Rufe nach staatlicher Intervention
AB Foods hat die Regierung dringend um sofortige Unterstützung gebeten, einschließlich kurzfristiger Mittel zur Deckung der Betriebsverluste und einer längerfristigen Strategie zur Erhaltung des Werks. Das Unternehmen hat eine Frist bis zum 13. September gesetzt, bis zu der diese entscheidenden Verhandlungen zu Ergebnissen führen müssen, und kündigt für den Fall, dass keine Einigung erzielt wird, Entlassungen und Betriebsunterbrechungen an.
Am 25. Juni äußerte der Labour-Abgeordnete Karl Turner seine Besorgnis: "Der Verlust unseres Bioethanolmarktes würde die Fähigkeit des Vereinigten Königreichs, den Netto-Nulltarif zu erreichen, ernsthaft beeinträchtigen und Gemeinden wie Hull in diesem Prozess zerstören".
Mögliche zukünftige Entwicklungen
In Vorbereitung auf einen möglichen Notfallplan beauftragt das Wirtschaftsministerium externe Berater mit der Bewertung von Optionen für Vivergo. Dieser Schritt steht im Einklang mit dem Ziel der Regierung, bis 2030 sicherzustellen, dass 10% des Flugkraftstoffs aus nachhaltigen Quellen stammen, unter denen Bioethanol eine Schlüsselkomponente ist.
Sollten jedoch sowohl Vivergo als auch Ensus schließen, könnte das Vereinigte Königreich zunehmend von importiertem Bioethanol abhängig werden, was die heimischen Arbeitsplätze und Lieferketten gefährden würde. AB Foods hat bestätigt, dass der Kaufstopp für Weizen am 11. Juni begonnen hat, was die Dringlichkeit der Situation unterstreicht.

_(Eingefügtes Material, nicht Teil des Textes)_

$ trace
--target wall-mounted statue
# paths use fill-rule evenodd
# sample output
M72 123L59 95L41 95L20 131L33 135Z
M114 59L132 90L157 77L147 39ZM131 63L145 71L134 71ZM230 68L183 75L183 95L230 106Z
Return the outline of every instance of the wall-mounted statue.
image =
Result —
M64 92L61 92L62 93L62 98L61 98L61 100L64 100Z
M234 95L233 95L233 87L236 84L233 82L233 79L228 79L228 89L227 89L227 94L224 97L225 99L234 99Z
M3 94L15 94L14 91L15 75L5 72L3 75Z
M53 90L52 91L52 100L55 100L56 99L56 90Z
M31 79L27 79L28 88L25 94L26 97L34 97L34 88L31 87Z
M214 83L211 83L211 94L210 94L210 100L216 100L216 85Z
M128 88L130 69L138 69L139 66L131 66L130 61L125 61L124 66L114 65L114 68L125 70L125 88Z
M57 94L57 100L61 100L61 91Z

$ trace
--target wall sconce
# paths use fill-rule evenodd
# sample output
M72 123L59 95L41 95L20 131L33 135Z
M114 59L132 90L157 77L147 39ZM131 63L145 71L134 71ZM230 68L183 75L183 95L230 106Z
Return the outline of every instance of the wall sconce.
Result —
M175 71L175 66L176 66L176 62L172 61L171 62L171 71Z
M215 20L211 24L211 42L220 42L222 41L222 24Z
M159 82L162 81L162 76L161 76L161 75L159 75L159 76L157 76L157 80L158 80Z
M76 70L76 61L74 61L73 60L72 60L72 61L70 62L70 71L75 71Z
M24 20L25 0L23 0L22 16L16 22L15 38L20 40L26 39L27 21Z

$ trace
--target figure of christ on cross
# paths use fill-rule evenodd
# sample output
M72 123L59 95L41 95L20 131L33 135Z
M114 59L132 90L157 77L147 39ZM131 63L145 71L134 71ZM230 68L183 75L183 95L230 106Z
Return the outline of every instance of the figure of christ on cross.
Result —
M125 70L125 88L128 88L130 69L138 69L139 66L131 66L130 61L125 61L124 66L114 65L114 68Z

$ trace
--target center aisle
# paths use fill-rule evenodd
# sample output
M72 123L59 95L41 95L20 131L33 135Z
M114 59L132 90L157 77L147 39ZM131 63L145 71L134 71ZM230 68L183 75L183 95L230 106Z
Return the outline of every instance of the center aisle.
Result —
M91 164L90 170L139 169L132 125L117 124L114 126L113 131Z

Das Ergebnis dieser Verhandlungen könnte nicht nur die Zukunft der Bioethanolerzeugung im Vereinigten Königreich bestimmen, sondern auch Tausende von Arbeitsplätzen in der gesamten landwirtschaftlichen Versorgungskette betreffen, was wiederum weitreichende wirtschaftliche Auswirkungen auf die von dieser Industrie abhängigen Regionen hat.